LinuxLists.cc - [PATCH 01/26] mm: Do page fault accounting in handle_mm

2020-06-26 22:34:27

Subject: [PATCH 01/26] mm: Do page fault accounting in handle_mm_fault

This is a preparation patch to move page fault accountings into the general
code in handle_mm_fault(). This includes both the per task flt_maj/flt_min
counters, and the major/minor page fault perf events.

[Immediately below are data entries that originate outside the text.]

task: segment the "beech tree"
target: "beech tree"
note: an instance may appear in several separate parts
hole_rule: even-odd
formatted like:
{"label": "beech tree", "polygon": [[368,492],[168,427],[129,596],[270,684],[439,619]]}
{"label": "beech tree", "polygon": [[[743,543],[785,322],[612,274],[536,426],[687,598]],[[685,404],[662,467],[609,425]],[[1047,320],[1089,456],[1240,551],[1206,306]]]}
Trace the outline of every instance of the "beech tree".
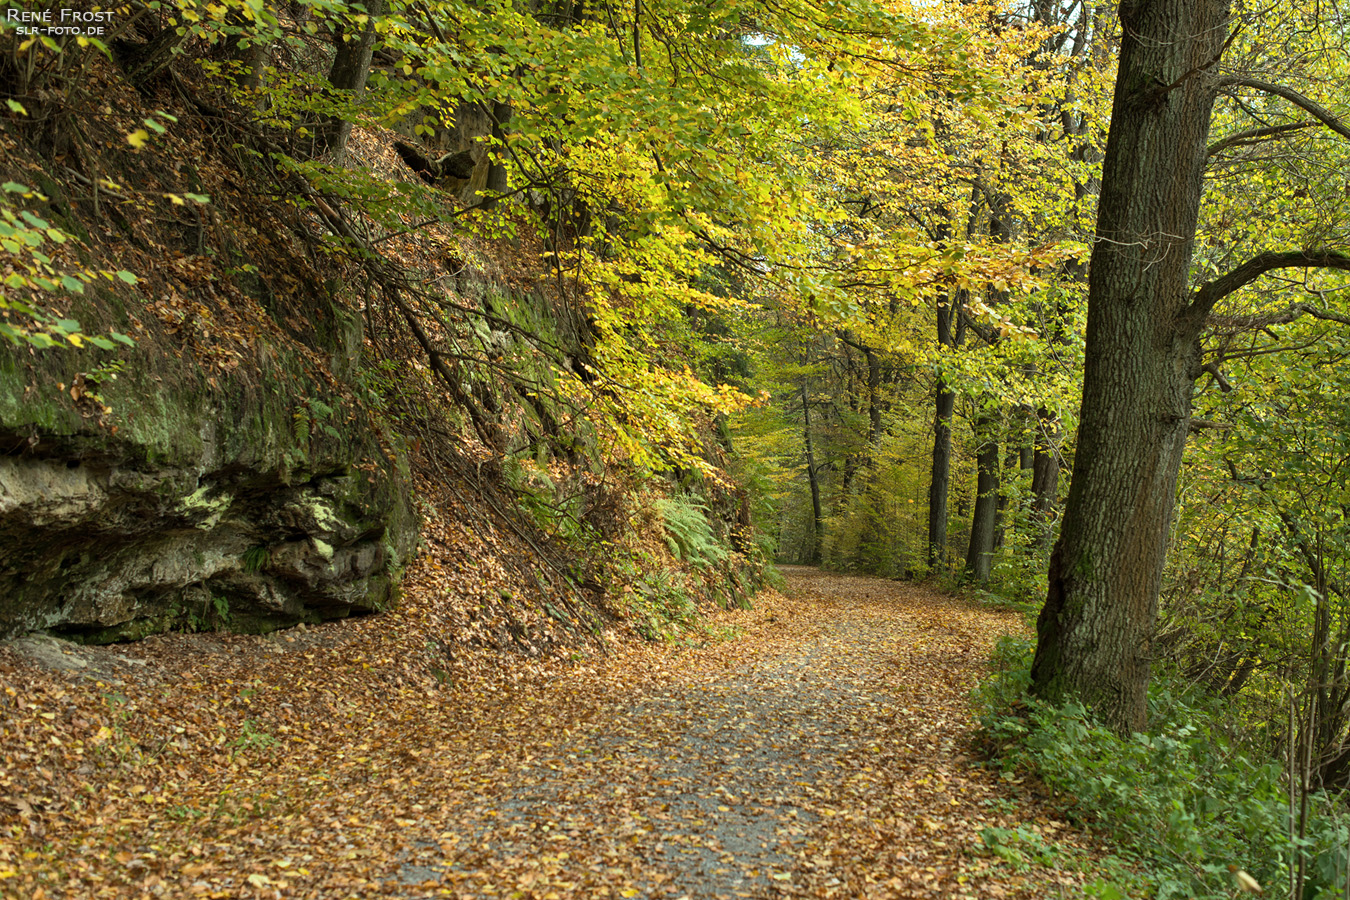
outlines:
{"label": "beech tree", "polygon": [[[1335,247],[1267,249],[1192,280],[1210,121],[1224,93],[1256,91],[1350,137],[1307,96],[1226,71],[1248,24],[1231,0],[1125,0],[1088,291],[1078,450],[1037,624],[1032,690],[1085,703],[1128,733],[1145,725],[1150,641],[1177,474],[1216,303],[1266,273],[1350,269]],[[1278,134],[1267,122],[1237,135]]]}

To do this, the pt_regs
pointer is passed into handle_mm_fault().

PERF_COUNT_SW_PAGE_FAULTS should still be kept in per-arch page fault handlers.

So far, all the pt_regs pointer that passed into handle_mm_fault() is NULL,
which means this patch should have no intented functional change.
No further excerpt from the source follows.